Monarch Housing believes that the solutions to shortening and eliminating episodes of homelessness in New Jersey should include:

  • Provision of an adequate supply of affordable rental housing and supportive housing,
  • Relief and support systems for low-wage households threatened by foreclosure and eviction,
  • Creation of jobs that pay a living wage in New Jersey’s high-priced real estate environment, and
  • Increased funding for proven interventions that rapidly re-house and support homeless households.

New Jersey Housing and Mortgage Finance Agency (NJHMFA) has administered the Homeless Management Information System (HMIS) for the New Jersey Statewide HMIS Collaborative since 2004 and has sponsored the annual Point In Time Report since 2007. The report is important to understanding, and a critical step toward ending, homelessness in New Jersey.”

Said Anthony L. Marchetta, Executive Director of the NJHMFA. The New Jersey Housing and Mortgage Finance Agency (NJHMFA) funded NJ Counts 2014.

Recent figures show that homelessness is decreasing across the country. But proposed cuts to homeless assistance and affordable housing programs in the U.S. Department of Housing and Urban Development’s Fiscal Year 2015 budget threaten to halt this progress.

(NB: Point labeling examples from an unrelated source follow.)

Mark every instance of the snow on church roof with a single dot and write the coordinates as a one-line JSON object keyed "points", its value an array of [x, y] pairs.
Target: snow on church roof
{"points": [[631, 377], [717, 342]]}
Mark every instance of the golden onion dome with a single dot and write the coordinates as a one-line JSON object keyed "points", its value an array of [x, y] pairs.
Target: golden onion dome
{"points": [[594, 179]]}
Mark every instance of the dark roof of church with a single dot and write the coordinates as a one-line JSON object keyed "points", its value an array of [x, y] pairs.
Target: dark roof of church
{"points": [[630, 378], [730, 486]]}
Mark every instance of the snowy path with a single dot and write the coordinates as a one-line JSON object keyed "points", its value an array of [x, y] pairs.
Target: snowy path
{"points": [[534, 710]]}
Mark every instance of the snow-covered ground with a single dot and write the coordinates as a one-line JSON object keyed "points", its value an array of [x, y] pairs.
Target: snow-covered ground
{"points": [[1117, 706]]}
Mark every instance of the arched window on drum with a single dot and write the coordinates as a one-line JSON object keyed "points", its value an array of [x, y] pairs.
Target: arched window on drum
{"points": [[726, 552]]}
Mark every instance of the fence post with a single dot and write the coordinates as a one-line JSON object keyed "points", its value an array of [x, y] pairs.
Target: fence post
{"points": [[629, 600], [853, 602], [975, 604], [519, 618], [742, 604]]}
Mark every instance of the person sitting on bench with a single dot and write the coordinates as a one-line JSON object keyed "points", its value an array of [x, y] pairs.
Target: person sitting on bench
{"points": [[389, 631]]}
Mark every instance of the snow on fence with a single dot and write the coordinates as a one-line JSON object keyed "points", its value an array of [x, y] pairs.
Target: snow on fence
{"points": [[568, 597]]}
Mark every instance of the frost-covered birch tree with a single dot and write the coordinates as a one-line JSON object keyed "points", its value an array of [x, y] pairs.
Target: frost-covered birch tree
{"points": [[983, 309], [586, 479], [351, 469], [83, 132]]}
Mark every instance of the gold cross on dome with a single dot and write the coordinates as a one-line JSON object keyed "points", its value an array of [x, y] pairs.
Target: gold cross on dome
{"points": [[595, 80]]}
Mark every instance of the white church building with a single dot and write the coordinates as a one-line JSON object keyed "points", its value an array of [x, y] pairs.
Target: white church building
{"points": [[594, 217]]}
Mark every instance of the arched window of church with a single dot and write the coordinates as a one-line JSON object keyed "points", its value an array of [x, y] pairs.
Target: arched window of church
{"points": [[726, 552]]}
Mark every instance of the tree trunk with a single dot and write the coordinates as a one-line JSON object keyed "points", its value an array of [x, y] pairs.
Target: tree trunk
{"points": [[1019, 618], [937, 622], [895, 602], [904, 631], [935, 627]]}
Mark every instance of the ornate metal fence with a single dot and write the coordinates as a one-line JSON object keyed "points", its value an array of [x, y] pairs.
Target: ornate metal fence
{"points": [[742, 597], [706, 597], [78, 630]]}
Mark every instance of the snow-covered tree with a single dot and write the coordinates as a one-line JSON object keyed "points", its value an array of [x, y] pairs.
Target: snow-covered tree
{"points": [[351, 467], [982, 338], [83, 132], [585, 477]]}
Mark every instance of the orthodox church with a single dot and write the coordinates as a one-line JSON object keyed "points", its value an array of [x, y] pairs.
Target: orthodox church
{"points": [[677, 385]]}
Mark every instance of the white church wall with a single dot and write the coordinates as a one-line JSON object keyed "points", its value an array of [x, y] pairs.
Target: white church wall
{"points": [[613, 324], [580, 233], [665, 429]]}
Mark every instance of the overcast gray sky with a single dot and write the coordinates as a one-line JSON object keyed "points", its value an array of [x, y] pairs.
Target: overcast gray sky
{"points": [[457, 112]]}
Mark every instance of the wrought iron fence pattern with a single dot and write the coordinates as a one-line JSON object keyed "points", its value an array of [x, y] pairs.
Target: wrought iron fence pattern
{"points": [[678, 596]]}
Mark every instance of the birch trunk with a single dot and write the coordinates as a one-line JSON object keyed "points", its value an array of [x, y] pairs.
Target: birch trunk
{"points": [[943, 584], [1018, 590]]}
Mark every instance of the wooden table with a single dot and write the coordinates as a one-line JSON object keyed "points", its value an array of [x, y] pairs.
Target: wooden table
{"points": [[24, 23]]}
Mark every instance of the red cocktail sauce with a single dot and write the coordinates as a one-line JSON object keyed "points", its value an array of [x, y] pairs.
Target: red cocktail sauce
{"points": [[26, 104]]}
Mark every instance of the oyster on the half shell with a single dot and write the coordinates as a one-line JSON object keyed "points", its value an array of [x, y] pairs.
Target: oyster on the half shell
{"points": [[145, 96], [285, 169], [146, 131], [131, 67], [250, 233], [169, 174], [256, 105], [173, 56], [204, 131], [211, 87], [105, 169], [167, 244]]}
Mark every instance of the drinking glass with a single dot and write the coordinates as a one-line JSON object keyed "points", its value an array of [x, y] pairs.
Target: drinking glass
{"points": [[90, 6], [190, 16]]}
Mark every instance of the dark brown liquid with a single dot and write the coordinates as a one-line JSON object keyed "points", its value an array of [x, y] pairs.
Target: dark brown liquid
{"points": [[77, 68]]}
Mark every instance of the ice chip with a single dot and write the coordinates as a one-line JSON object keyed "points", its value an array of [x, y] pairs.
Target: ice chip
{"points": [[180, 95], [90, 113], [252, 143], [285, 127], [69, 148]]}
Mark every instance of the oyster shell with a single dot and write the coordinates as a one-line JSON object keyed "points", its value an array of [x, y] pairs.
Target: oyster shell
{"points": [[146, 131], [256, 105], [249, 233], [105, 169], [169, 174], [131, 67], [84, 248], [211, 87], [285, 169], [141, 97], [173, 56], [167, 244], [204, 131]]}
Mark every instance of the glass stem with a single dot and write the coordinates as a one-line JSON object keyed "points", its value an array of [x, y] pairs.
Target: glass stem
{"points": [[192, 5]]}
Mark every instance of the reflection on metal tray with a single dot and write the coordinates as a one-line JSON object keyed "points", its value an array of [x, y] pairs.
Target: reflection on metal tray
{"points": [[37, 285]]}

“Unfortunately, proposed cuts in funding from Congress come at a time when it is more expensive than ever for New Jersey families to afford housing. A $300 million increase for the HUD funded McKinney Vento program in FY2015 is needed to increase our capacity to end homelessness. According to the National Low Income Housing Coalition (NLIHC), 59% of renter households in our state can not afford the fair market rent of $1,296/month for a two-bedroom apartment.”

Said Taiisa Kelly.

NJCountsNJ Counts 2014 was designed to understand the nature and needs of New Jersey’s homeless population. Volunteers sought out homeless residents in shelters and other locations where they are forced to live because there is insufficient affordable or supportive housing and/or other suitable living arrangements for them.

The solution to homelessness includes creating the necessary supply of supportive housing – permanent, affordable and independent rental housing with available support services. It is critical that we know how many individuals and families are in need of housing, what counties they are from, and what their service needs and circumstances are. Timely data is necessary to implement and expand on strategies that have proven to be effective in ending homelessness.

Mercer County had the lowest lengths of homelessness among households, with only 6.4% reporting being homeless for over a year and 70.2% reporting being homeless for less than 3 months. Mercer County has implemented both Housing First and Rapid Re-Housing programs as countywide policy to end homelessness, which has helped shorten the lengths of times that households experience homelessness.

The Tri-County CoC covers Warren, Hunterdon and Sussex Counties.

The Southern NJ CoC covers Camden, Gloucester and Cumberland Counties.